Casou pela primeira vez aos 12 anos, teve seu primeiro filho aos 13, ficou viúva aos 21, e se tornou sensação internacional aos 30. Elza Soares não é apenas um ícone como artista, é também um ícone como pessoa, e um exemplo de superação. A vida não deu trégua pra essa mulher: teve que ser forte pra lidar com inúmeras dificuldades, e ainda assim, nunca deixou de subir no palco com um belo sorriso no rosto e contagiar a plateia com a alegria do samba.
Nada é doce e suave quando se trata de Elza Soares. Desde
sua expressão dura, emoldurada por seu afro volumoso coroado com flores ou um
turbante, até sua voz metálica, suas feições felinas, seu sorriso largo e
rasgado, sobrancelhas desenhadas altas e arqueadas, e sua eloquência curta e
grossa, aquilo que Elza transmite mais que tudo é força.
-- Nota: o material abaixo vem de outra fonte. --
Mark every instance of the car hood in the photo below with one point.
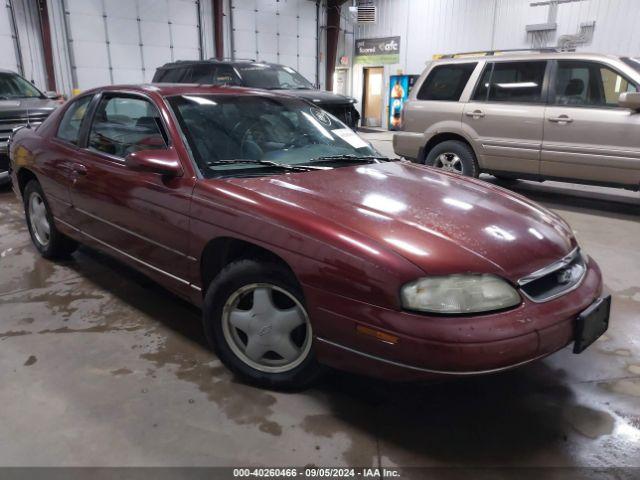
(443, 223)
(318, 96)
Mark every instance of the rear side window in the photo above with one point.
(589, 84)
(226, 75)
(446, 82)
(123, 125)
(200, 74)
(173, 75)
(516, 82)
(69, 128)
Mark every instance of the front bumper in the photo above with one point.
(430, 346)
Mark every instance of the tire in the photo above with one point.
(249, 309)
(454, 156)
(51, 243)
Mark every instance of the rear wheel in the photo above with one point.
(256, 320)
(45, 236)
(454, 156)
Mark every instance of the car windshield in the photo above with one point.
(231, 135)
(14, 86)
(271, 77)
(632, 62)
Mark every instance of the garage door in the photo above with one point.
(124, 41)
(7, 41)
(280, 32)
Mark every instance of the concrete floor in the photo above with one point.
(100, 367)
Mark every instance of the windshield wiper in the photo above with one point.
(269, 163)
(354, 158)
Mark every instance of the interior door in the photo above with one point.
(141, 215)
(505, 116)
(373, 88)
(586, 135)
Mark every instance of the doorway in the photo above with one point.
(372, 95)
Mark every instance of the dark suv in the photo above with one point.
(269, 76)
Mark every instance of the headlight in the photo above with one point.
(453, 294)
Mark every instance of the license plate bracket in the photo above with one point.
(592, 323)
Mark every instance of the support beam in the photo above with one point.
(333, 33)
(218, 22)
(45, 31)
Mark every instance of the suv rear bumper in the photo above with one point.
(408, 145)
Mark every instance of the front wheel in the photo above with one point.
(256, 320)
(454, 156)
(45, 236)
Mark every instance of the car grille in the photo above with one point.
(556, 279)
(17, 119)
(345, 113)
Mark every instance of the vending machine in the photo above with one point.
(399, 88)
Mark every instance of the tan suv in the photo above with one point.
(540, 116)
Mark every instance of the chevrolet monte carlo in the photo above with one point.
(302, 245)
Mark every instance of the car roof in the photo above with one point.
(533, 56)
(170, 89)
(214, 61)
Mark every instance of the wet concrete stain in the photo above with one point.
(624, 386)
(635, 369)
(30, 361)
(13, 333)
(192, 363)
(589, 422)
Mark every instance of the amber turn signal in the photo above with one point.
(377, 334)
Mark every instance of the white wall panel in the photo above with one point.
(124, 41)
(278, 31)
(8, 58)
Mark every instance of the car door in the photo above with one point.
(57, 160)
(505, 115)
(586, 135)
(141, 215)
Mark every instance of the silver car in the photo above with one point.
(20, 103)
(539, 115)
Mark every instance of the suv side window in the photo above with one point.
(173, 75)
(589, 84)
(446, 82)
(515, 82)
(225, 75)
(123, 125)
(200, 73)
(69, 128)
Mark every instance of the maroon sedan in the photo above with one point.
(302, 244)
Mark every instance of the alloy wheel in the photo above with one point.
(38, 219)
(267, 328)
(449, 162)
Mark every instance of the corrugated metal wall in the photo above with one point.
(429, 27)
(24, 53)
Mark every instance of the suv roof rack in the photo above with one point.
(224, 59)
(490, 53)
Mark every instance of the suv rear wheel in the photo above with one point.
(453, 156)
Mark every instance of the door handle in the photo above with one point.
(79, 169)
(475, 114)
(561, 119)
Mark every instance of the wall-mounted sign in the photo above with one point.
(375, 51)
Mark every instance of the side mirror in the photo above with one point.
(630, 100)
(163, 162)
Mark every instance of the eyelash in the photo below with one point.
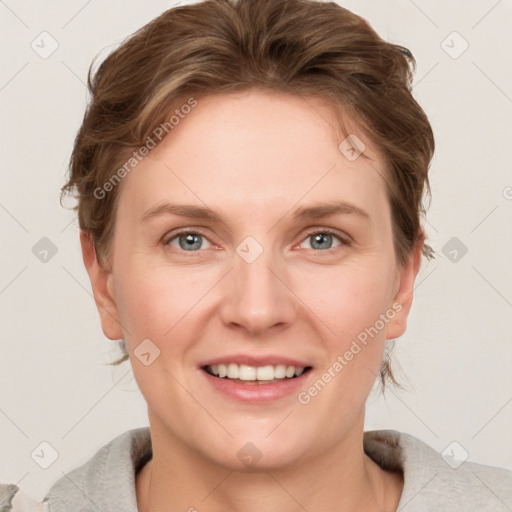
(344, 241)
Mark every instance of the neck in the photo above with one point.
(345, 479)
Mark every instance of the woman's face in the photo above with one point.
(268, 280)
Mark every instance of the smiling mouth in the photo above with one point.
(245, 374)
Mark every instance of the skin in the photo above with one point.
(254, 157)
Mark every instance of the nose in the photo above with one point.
(257, 296)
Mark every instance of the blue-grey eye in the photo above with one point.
(322, 240)
(188, 241)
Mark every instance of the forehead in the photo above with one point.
(258, 151)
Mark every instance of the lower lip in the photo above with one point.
(256, 393)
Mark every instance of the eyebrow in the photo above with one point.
(316, 211)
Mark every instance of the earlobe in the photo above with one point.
(101, 282)
(402, 301)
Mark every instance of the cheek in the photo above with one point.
(350, 299)
(156, 302)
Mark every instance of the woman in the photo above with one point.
(249, 177)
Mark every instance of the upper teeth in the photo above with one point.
(245, 372)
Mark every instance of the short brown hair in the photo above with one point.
(302, 47)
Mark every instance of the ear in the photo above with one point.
(402, 301)
(101, 282)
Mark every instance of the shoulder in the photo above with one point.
(107, 480)
(439, 481)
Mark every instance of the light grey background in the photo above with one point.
(55, 383)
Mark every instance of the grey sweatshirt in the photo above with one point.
(432, 482)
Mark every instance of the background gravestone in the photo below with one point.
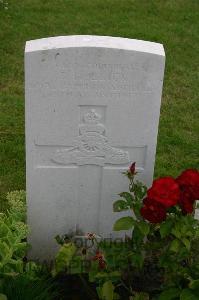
(92, 108)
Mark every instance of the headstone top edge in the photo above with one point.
(73, 41)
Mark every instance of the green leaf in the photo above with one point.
(165, 228)
(124, 223)
(127, 196)
(170, 294)
(64, 257)
(175, 245)
(188, 295)
(143, 227)
(107, 290)
(4, 229)
(137, 260)
(120, 205)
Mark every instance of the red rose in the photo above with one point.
(165, 190)
(189, 184)
(153, 211)
(132, 168)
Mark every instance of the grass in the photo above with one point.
(173, 23)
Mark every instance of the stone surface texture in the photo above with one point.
(92, 108)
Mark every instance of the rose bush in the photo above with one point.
(159, 258)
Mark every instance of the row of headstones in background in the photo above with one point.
(92, 108)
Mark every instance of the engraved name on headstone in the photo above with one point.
(92, 108)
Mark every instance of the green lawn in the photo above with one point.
(173, 23)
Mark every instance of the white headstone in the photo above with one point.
(92, 108)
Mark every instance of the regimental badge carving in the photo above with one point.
(91, 146)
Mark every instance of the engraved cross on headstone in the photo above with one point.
(90, 152)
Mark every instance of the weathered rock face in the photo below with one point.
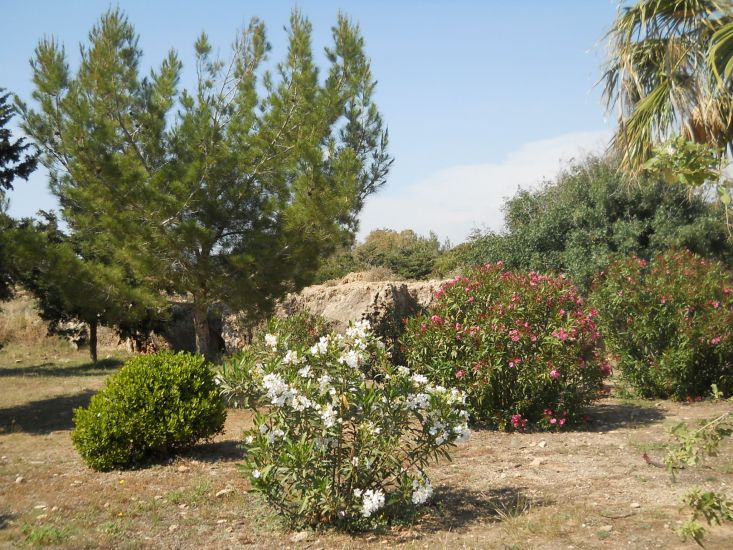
(383, 303)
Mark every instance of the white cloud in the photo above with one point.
(455, 200)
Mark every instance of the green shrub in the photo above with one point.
(669, 322)
(155, 405)
(522, 346)
(575, 224)
(336, 448)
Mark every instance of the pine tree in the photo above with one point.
(237, 197)
(69, 287)
(17, 160)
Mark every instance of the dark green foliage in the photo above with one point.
(69, 287)
(669, 323)
(155, 405)
(408, 255)
(298, 330)
(232, 191)
(17, 160)
(591, 212)
(522, 346)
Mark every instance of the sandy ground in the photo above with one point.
(588, 488)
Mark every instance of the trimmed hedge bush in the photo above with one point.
(669, 323)
(155, 405)
(522, 346)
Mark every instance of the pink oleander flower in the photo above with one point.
(561, 334)
(517, 420)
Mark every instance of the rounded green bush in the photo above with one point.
(155, 405)
(522, 346)
(669, 323)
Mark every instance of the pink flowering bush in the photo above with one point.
(669, 323)
(522, 346)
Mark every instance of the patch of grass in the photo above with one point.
(44, 535)
(647, 446)
(194, 495)
(114, 527)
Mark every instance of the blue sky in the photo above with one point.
(481, 97)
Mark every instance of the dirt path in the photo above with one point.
(582, 489)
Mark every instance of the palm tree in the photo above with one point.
(660, 80)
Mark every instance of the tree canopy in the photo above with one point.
(659, 76)
(591, 211)
(230, 192)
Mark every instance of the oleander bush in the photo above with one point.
(669, 323)
(522, 346)
(155, 405)
(337, 448)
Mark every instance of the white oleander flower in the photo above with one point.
(371, 502)
(421, 491)
(350, 358)
(320, 347)
(462, 432)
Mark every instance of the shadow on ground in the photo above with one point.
(5, 519)
(609, 415)
(219, 451)
(43, 416)
(456, 507)
(103, 366)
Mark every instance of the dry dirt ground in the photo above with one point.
(588, 488)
Hoje, tem 60 anos de carreira musical. Seu samba alegrou e
inspirou três gerações, e continuará a alegrar e inspirar as próximas. Elza
Soares é um clássico, e não apenas um daqueles clássicos antigos, tipo aquela
galera que fez músicas geniais e se aposentam, ficando presas no passado. Ela é
um clássico que provou que enquanto estiver viva vai continuar se adaptando às
novas gerações e aos novos mundos, sempre dando um jeitinho de adaptar seu
talento.
Em Outubro, surpreendeu os fãs, já acostumados a ouvir sua
voz entre os batuques e aranhas do samba de raiz e da bossa tradicional, ao
lançar um álbum, sem muito estardalhaço ou promoção prévia. Sim, Dona Elza fez
a linha Beyoncé e surpreendeu os fãs com um álbum quando ninguém esperava, e
como se não bastasse: o primeiro álbum inteiramente composto de músicas
inéditas, depois de sua longa discografia recheada de interpretações de músicas
muito bem conhecidas pelo Brasil.
A princípio, é difícil de acreditar que uma senhora de 78 anos tenha lançado onze faixas tão contemporâneas, e tão relevantes em 2015. Os principais temas do “A Mulher do Fim do Mundo” é a violência contra a mulher, negritude, morte, e sexo.
A princípio, é difícil de acreditar que uma senhora de 78 anos tenha lançado onze faixas tão contemporâneas, e tão relevantes em 2015. Os principais temas do “A Mulher do Fim do Mundo” é a violência contra a mulher, negritude, morte, e sexo.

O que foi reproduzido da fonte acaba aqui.